Dans le jeu de rôle, on distingue les personnages joués (ou PJ) des autres intervenants, appelés personnages non joués / non joueurs (ou PNJ). Les premiers, véritables vedettes, connaîtront une destinée proche de celle des héros de romans, qu’elle soit épique, tragique, misérable… Quant aux seconds, ils décrocheront les rôles de protagonistes, de personnages secondaires ou de figurants ; ils peuvent soit s’opposer aux PJ (opposants) soit être dans leur camp et les aider (adjuvants). Nous verrons qu’au cours d’une partie, le rôle d’un PNJ peut être modifié en fonction de l’importance que lui accorde les joueurs.
3.1. Les personnages secondaires
« La plus âgée se nomme Valitzana, la plus jeune Tzalina. Elles sont vêtues d’étranges robes soyeuses, assez amples et de couleur blanc cendré. » Extrait de l’article 2/4 : « Dans les premières moutures du scénario, ces femmes-médecine n’étaient pas destinées à être attaquées. Je pensais que cela n’apporterait rien à l’histoire. J’avais même laissé le choix aux Héros de ne pas faire escale sur cette île. »
Le fait d’avoir développé le profil des femmes-médecine en vue d’un éventuel combat a enrichi de beaucoup leur personnalité, cela a même ouvert de nouvelles perspectives quant à leur simple rencontre (il fallait a contrario prévoir le cas où les Héros ne décideraient pas de les attaquer mais bien de commercer avec elles ou de faire connaissance). Passés du statut de figurant à celui de personnage secondaire (PS), ces dernières ont fini par susciter l’intérêt de l’illustrateur, qui a lui-même choisi d’en réaliser les portraits sur une illustration pleine-page.

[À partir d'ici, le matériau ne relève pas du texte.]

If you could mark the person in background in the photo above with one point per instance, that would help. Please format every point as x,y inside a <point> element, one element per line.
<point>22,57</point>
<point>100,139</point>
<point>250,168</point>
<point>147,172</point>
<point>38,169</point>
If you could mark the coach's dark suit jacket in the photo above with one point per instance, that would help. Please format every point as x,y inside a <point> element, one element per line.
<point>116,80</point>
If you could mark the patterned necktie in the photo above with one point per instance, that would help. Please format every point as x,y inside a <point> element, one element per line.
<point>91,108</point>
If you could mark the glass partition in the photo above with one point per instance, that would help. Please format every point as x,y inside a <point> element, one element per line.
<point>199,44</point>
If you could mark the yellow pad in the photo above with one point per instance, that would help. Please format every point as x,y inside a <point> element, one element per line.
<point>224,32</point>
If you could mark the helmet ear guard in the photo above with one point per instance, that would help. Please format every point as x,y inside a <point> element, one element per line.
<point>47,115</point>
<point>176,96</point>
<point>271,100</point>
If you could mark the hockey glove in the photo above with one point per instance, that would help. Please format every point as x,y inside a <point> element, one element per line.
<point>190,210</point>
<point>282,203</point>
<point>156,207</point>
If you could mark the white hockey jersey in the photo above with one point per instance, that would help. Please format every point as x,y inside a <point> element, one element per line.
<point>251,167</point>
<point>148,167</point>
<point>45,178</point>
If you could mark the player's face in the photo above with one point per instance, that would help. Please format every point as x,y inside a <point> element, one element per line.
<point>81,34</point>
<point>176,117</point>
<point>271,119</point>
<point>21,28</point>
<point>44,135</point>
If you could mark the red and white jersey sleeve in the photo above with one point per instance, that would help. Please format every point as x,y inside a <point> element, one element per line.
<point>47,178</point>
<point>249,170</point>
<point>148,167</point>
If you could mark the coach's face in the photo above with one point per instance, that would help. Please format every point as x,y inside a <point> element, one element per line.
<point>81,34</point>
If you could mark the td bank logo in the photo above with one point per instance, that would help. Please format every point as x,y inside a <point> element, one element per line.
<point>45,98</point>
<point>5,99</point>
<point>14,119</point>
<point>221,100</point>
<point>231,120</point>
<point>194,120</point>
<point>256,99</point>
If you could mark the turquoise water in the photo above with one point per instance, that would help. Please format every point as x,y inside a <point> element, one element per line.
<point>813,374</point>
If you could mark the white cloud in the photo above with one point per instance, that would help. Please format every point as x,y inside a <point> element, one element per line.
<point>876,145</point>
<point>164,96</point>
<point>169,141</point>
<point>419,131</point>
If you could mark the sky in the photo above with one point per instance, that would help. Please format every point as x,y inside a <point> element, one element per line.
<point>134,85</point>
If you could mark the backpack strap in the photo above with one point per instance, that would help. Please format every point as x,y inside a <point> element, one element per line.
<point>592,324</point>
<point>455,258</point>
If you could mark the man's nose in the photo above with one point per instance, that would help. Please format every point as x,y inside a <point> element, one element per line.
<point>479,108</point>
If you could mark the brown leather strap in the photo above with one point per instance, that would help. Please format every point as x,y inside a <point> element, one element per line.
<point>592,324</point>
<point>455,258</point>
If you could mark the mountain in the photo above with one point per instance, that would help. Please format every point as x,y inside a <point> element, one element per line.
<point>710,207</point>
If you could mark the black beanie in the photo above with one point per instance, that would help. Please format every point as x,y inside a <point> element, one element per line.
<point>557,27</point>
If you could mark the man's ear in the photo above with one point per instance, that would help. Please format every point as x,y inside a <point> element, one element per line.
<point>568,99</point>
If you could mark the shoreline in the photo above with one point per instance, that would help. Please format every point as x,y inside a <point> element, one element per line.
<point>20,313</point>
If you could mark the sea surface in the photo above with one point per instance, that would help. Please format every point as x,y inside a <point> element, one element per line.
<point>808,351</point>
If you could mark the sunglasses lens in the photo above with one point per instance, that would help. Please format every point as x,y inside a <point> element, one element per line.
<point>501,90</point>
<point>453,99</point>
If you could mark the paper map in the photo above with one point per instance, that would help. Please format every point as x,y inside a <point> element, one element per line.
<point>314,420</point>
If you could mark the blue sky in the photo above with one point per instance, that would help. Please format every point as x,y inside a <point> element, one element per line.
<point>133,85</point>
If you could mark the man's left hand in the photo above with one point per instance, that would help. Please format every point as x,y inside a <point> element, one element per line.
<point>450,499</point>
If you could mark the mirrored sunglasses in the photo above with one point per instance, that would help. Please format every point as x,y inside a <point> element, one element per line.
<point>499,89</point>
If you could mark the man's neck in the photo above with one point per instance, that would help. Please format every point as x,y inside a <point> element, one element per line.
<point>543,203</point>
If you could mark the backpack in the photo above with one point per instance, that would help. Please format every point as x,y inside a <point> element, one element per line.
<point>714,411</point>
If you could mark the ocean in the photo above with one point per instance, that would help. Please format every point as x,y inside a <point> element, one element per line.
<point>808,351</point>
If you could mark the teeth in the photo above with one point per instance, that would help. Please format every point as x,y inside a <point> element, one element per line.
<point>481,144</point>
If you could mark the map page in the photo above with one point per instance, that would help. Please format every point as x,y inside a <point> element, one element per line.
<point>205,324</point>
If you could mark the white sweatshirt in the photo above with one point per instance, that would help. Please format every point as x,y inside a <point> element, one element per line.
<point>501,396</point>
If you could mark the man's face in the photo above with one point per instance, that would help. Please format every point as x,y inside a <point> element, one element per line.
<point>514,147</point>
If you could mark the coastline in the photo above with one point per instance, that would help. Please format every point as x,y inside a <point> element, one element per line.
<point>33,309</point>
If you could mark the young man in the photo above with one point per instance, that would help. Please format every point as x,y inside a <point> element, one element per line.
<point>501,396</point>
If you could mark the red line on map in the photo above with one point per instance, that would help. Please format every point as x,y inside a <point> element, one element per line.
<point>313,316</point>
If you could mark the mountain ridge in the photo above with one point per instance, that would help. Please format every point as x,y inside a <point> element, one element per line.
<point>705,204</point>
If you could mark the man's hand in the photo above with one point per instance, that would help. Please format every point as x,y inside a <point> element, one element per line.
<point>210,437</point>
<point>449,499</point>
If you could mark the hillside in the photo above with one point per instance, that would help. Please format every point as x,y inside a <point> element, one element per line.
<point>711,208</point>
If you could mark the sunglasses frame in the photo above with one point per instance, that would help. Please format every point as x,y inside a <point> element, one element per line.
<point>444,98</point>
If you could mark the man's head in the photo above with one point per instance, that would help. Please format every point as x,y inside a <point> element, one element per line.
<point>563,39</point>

Ce genre de PS ne va généralement pas accompagner les Héros durant le reste de l’histoire. Mais ils pourront se recroiser à l’occasion. C’est là que leurs relations peuvent avoir un impact : selon qu’ils auront entretenu de bonnes ou de mauvaises relations, le déroulement de l’histoire pourra se révéler plus ou moins semé d’embûches. Jouer sur la vindicte des PS est une façon de sensibiliser les joueurs à ne pas trop les considérer comme insignifiants. Car s’ils ne peuvent pas toujours aider les Héros dans leur entreprise, ils pourront beaucoup plus facilement (au gré du MJ) leur mettre des bâtons dans les roues.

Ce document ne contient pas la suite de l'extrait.